Knowing how to talk to toddlers at meals might seem like a really natural, or easy, thing for a parent to do. After all, you talk to them all day – or maybe you listen to them talk all day (toddlers love a good story!) – so it’s easy peasy right? Well…not always!
I hear from many concerned parents who are wondering what to say when their toddler asks this at a meal, or says that about what’s being served. Or maybe their toddler seems to have 101 questions during dinner, and they’re wondering how important it is to answer them, or how much detail to give, or what’s even considered pressuring or influencing them to eat.
“Why are we having chicken Momma?”
“What kind of sauce is that Daddy?”
“But I wanted french fries!”
“Eww gross, what’s that??”
I’m thinking at least some of these are familiar if you’re the parent, or caregiver, to a toddler. So how would I respond? Well, having been through this phase of toddlerhood with my boys, I have a few tricks up my sleeve that will not only help you manage the constant stream of questions with confidence and ease, but that will actually help encourage your toddler to eat their food – without bribing, pressuring, or tricking them to do so!

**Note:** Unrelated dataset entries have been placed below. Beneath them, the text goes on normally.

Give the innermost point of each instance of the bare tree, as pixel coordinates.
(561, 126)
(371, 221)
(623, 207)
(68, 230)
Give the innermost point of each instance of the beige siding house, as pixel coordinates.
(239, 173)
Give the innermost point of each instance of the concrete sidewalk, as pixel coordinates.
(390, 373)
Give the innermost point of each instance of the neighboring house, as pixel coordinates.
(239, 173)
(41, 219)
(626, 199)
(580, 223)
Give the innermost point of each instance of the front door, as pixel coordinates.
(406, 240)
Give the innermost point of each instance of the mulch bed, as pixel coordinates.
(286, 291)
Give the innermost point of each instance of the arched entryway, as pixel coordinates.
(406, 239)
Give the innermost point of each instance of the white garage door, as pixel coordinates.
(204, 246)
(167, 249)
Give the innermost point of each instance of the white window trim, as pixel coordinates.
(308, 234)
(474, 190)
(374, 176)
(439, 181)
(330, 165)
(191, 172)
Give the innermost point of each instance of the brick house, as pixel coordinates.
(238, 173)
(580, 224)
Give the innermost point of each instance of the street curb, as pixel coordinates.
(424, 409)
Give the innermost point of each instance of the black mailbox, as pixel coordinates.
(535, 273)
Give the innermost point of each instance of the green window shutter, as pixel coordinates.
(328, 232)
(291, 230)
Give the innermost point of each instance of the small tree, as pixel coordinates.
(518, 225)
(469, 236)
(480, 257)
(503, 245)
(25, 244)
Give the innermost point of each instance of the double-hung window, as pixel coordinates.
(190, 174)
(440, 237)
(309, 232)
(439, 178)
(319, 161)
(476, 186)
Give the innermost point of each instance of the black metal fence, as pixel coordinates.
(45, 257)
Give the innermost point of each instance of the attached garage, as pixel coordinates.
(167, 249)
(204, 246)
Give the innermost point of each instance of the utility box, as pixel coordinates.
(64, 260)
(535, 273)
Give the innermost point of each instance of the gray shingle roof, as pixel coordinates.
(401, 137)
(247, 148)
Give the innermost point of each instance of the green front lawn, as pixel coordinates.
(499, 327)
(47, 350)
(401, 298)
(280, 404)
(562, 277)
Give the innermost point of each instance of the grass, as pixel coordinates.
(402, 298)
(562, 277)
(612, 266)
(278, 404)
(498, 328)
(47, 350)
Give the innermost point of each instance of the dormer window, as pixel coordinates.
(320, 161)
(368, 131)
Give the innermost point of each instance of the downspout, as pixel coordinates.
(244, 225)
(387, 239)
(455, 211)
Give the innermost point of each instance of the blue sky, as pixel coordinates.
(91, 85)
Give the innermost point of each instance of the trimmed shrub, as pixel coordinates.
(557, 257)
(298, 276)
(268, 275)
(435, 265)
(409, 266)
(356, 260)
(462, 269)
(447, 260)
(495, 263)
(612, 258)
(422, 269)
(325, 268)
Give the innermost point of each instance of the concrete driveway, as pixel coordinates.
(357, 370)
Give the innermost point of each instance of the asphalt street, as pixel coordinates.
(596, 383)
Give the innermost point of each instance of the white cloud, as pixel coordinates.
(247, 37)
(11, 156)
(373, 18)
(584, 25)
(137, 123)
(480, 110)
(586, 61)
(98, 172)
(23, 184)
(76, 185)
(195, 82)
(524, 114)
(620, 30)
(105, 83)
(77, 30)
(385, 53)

I also share all the details on this week’s podcast episode, if you prefer to listen during naptime, check that out here.
Step 1: Do NOT focus on eating or nutrition
Let’s start off by saying that I know this is going to be tricky. I also know that you’ve probably heard me talk about the division of responsibility, and how it’s up to your child to decide if they’ll eat anything from what you offer, and how much they’ll eat of what’s offered. So we know that it’s not our job to influence them in these areas.

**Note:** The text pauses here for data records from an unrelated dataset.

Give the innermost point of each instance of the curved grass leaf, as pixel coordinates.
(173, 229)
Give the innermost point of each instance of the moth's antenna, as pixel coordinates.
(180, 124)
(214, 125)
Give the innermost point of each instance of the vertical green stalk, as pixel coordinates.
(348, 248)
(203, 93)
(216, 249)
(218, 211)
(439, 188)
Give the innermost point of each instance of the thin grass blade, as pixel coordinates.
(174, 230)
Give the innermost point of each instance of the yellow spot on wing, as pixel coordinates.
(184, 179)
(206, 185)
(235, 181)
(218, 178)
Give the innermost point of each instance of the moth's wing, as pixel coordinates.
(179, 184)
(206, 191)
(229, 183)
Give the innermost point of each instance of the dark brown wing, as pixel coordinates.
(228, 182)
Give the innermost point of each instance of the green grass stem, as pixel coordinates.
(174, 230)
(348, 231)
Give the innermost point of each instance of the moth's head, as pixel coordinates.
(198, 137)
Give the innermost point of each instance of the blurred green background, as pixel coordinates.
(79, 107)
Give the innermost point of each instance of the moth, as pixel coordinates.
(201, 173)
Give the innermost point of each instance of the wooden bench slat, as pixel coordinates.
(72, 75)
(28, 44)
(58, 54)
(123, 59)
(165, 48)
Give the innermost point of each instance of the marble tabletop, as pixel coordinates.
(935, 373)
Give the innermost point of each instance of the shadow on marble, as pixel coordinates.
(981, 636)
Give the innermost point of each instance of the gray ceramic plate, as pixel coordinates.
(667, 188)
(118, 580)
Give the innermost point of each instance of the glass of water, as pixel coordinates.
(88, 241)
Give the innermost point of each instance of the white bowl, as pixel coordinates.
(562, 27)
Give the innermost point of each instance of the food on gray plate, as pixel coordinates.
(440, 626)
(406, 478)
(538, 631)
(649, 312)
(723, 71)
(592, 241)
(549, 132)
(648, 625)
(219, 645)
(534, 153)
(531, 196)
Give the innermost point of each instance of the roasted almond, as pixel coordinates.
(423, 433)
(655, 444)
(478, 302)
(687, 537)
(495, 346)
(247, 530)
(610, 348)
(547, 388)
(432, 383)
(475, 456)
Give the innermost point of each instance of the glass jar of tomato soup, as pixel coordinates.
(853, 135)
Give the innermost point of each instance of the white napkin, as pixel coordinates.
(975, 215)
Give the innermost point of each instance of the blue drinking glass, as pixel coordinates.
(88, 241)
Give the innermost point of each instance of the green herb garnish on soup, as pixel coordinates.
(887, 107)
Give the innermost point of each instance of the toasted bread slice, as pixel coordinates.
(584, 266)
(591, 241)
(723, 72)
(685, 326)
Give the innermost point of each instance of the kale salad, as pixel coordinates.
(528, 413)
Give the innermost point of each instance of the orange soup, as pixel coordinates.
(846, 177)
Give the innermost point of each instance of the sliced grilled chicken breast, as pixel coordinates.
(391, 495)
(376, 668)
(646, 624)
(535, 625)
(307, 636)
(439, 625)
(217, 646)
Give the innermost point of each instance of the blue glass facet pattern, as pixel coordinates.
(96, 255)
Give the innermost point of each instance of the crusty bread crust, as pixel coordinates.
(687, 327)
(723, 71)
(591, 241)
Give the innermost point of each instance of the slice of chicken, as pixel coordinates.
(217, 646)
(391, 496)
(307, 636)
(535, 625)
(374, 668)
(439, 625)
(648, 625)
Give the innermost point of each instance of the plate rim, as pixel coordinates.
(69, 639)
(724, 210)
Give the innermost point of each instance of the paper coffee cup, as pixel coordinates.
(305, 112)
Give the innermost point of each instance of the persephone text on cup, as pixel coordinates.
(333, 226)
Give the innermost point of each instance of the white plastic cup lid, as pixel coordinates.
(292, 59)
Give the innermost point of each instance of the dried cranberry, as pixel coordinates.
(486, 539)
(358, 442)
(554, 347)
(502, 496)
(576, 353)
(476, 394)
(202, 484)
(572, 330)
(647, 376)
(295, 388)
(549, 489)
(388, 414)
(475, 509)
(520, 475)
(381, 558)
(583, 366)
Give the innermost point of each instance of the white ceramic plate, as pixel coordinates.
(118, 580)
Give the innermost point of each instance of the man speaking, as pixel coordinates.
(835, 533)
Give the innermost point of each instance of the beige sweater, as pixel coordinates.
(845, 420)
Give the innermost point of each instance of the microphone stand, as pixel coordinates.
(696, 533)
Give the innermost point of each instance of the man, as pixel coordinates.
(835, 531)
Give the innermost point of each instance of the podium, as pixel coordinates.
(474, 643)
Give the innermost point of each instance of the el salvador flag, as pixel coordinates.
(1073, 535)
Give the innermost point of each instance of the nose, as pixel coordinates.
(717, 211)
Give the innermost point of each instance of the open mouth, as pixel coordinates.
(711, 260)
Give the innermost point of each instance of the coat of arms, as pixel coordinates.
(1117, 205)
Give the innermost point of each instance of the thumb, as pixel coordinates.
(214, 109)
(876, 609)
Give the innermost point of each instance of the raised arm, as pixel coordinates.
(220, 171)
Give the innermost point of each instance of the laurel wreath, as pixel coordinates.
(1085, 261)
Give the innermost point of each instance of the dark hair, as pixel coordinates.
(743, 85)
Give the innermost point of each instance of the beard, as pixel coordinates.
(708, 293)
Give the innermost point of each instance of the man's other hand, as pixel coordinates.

How then do we gently nudge them towards trying a food, without actually pressuring them? What counts as pressure? I’ve got a whole post on the different types of pressure, because it really isn’t always as obvious as you may think, so check that out if you have questions or concerns about that.
For now, let’s focus on what you can do. You can choose to not focus on eating at all. That’s right. I want you to approach mealtimes with your toddler with the mindset that this is not about eating and nutrition at all. Shocking coming from a pediatric dietitian, I’m sure!
Instead, I want you to look at each and every mealtime as an opportunity to build up their self-esteem, and really simply, to just talk with your child. Yes, having a conversation may be more entertaining, or simple, with a 3 or 4 year old, but I want you to apply this to your mealtimes with your younger toddlers too (think about a 13 month old) – even if it’s a very one-sided conversation! Just focus on the conversation, having fun, and enjoying family time together, as best as you can.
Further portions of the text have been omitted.